Observing news today one can easily get disappointed. However, things are getting better.
Yellow metal declines beneath $1,300
On Thursday, the yellow metal has been done in by the key US bank, as anticipated.
March meeting minutes from the Fed suggesting the US major financial institution hasn’t completely excluded lifting interest rates in 2019 sent the yellow metal and futures down beneath the major $1,300 mark on Thursday. The given level appears to be crucial to the confidence of those who hold long positions on gold.
As a matter of fact, spot gold decreased by 1.3% ending up with $1,291.41 an ounce.
June delivery gold futures slumped by 1.6% on the Comex exchange hitting $1,293.30 per ounce.
On Wednesday, spot gold reached a two-week maximum of $1,310.65, ahead of the publication of the Fed minutes, when the market rumored the possibility of the major bank decreasing rates to soothe President Donald Trump, who has already complained that American surge is slower now due to the four Fed lifts last year.
To be fair to the Federal Reserve, the vast majority of members at its March gathering told that they preferred keeping rates intact through this year.

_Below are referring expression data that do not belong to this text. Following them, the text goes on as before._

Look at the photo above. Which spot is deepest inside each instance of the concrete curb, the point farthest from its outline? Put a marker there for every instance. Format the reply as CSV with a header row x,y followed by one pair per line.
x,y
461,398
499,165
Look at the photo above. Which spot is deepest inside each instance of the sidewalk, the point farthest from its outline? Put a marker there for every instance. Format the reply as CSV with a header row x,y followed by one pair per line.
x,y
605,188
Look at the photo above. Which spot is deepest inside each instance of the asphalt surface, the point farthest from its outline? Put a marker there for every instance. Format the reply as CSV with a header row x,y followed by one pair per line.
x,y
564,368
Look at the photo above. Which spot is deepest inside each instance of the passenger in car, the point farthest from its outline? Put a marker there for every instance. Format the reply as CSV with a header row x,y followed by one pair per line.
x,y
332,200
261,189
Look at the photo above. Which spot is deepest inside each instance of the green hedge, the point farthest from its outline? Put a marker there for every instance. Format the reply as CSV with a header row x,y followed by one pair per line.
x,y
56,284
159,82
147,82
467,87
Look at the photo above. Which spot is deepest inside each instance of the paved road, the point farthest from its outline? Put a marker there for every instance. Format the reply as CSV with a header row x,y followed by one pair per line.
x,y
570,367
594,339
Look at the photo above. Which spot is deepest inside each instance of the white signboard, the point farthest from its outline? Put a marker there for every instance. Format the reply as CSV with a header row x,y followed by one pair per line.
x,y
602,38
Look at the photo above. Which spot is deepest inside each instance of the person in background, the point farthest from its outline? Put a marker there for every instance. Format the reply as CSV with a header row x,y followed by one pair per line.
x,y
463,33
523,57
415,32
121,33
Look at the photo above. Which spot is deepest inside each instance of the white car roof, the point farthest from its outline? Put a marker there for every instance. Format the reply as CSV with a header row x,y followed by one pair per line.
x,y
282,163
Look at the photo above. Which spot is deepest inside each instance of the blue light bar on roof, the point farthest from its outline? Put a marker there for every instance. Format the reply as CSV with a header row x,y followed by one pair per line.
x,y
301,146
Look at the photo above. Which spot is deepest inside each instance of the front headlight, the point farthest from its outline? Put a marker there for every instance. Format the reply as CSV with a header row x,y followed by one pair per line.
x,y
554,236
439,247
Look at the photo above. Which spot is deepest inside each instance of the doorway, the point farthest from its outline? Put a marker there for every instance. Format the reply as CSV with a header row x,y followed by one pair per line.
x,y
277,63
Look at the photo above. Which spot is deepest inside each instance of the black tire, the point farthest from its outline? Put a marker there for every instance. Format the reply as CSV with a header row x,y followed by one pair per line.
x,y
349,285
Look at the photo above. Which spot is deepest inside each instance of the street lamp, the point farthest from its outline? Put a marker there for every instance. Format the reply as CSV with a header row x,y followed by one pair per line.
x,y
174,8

It left little room for the possibility of a rate lift that would be bearish for the yellow metal.
On Wednesday, ECB Governor Mario Draghi lifted the likelihood of more support for the struggling eurozone economy if its deceleration persisted, keeping its ultra-easy monetary policy intact.
As for palladium, it decreased for a second-straight day, although managed to hold the reputation of the world's most expensive traded metal.
Eventually, spot palladium decreased by 2.1% reaching $1,361.15 an ounce.
Additionally, silver futures decreased by 2.2% showing $14.90 per ounce.
Copper futures slumped by 1.3% being worth $2.89 per pound.
XAU/USD reversed down from the $1,700 area and dropped to $1,586 on March 12.
Oil market crashed after OPEC+ didn’t agree on production cuts. What’s next? Let’s see what bank analysts have to say about this.
The British pound has increased in value over the course of the past week in line with an ongoing improvement in investor sentiment.
Economic activity in service sector in the Euro zone and the UK is on its lowest rates since 2009.
Jerome Powell made a rare appearance in the public media this Thursday. What did he bring to the audience?